The FX allocations were facilitated primarily through Zenith Bank, Access Bank, Providus Bank, Union Bank, and Sterling Bank, four of which rank among the top 10 banks in securing FX from the CBN.
These banks were instrumental in ensuring that the Dangote Group could maintain its operational efficiency by enabling the importation of essential raw materials, spare parts, and equipment critical to its diverse industrial operations.
Among the Dangote Group’s subsidiaries, Dangote Sugar Refinery emerged as the largest recipient, securing $87.42 million for the importation of Brazilian raw cane sugar, a key input in its production processes. This included a notable transaction for the import of 16,000 metric tons of raw sugar, valued at $10.96 million.
Dangote Cement PLC, another major player in the group, obtained $9.03 million, primarily for the procurement of spare parts for its cement plant machinery.
Dangote Oil & Gas Company Limited received $5.33 million, with significant portions allocated for the purchase of gasoil and low-pour fuel oil, vital for energy production within its industrial framework. Smaller yet crucial allocations were directed towards other subsidiaries, including Dangote Industries Limited was allocated $2.5 million, Dangote Agro Sacks Limited received $941,600.96, Dangote Sinotruk West Africa Limited, $7,161.50, and Dangote Coal Mines Ltd got $104,568.68, with the funds used largely for importing spare parts essential for various manufacturing and industrial processes.
This latest round of FX acquisitions comes at a challenging time for the Dangote Group, which saw a significant decline in market capitalization in July 2024.
The conglomerate’s listed subsidiaries on the Nigerian Exchange (NGX), Dangote Cement, Dangote Sugar Refinery, and NASCON Allied Industries experienced double-digit share price drops, resulting in a combined market cap loss of approximately N1.21 trillion.
The market downturn also had a notable impact on the personal fortune of Aliko Dangote, Africa’s richest man.
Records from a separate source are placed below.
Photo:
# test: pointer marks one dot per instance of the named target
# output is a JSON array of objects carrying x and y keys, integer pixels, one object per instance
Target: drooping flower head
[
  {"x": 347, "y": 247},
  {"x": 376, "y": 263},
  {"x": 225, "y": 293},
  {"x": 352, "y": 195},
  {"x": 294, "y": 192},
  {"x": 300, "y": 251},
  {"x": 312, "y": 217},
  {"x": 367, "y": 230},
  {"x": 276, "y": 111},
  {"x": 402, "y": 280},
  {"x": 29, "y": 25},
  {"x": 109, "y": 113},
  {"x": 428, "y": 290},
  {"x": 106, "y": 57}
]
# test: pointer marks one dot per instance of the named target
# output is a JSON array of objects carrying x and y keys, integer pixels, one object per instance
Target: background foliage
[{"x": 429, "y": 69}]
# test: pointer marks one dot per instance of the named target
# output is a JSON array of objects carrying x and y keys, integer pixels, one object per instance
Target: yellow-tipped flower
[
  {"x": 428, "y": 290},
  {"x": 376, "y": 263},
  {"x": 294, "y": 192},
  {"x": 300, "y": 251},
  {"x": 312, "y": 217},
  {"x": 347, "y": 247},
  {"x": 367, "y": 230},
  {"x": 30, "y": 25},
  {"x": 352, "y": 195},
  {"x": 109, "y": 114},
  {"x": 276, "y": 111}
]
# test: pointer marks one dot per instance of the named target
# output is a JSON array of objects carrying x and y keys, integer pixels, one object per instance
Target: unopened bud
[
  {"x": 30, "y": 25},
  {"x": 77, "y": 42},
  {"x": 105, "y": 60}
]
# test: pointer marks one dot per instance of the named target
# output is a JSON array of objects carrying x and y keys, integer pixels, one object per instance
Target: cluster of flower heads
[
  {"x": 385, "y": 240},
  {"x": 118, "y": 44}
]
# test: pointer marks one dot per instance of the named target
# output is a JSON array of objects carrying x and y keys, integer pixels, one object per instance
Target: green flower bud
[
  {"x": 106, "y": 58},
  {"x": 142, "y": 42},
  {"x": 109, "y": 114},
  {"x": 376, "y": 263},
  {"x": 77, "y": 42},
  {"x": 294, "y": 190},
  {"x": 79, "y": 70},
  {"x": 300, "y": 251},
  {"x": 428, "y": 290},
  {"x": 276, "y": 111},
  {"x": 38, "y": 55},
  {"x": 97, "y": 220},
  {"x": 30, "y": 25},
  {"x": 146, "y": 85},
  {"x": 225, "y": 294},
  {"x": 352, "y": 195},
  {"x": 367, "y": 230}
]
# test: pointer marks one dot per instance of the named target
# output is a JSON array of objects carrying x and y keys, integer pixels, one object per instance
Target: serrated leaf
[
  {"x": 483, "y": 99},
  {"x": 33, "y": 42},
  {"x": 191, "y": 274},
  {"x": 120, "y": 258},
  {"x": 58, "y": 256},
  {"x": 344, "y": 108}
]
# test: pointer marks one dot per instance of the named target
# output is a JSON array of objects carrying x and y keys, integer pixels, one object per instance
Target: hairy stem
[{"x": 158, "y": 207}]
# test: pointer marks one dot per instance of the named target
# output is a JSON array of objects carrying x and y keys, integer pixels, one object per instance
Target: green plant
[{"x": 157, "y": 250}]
His net worth dropped from $14.8 billion at the start of July to $13.6 billion by the month’s end, reflecting a $1.02 trillion hit largely due to declines in the share prices of his publicly quoted companies.
Amid these financial headwinds, the Dangote Group continues to focus on its long-term industrial strategy, leveraging crucial FX allocations to sustain its vast operations.
The Federal Executive Council’s recent approval of a policy to sell crude oil to Dangote Refinery and other upcoming refineries in Naira rather than dollars may further stabilize both fuel prices and the naira-dollar exchange rate, providing some relief and potential upside for the group’s operations in the near future.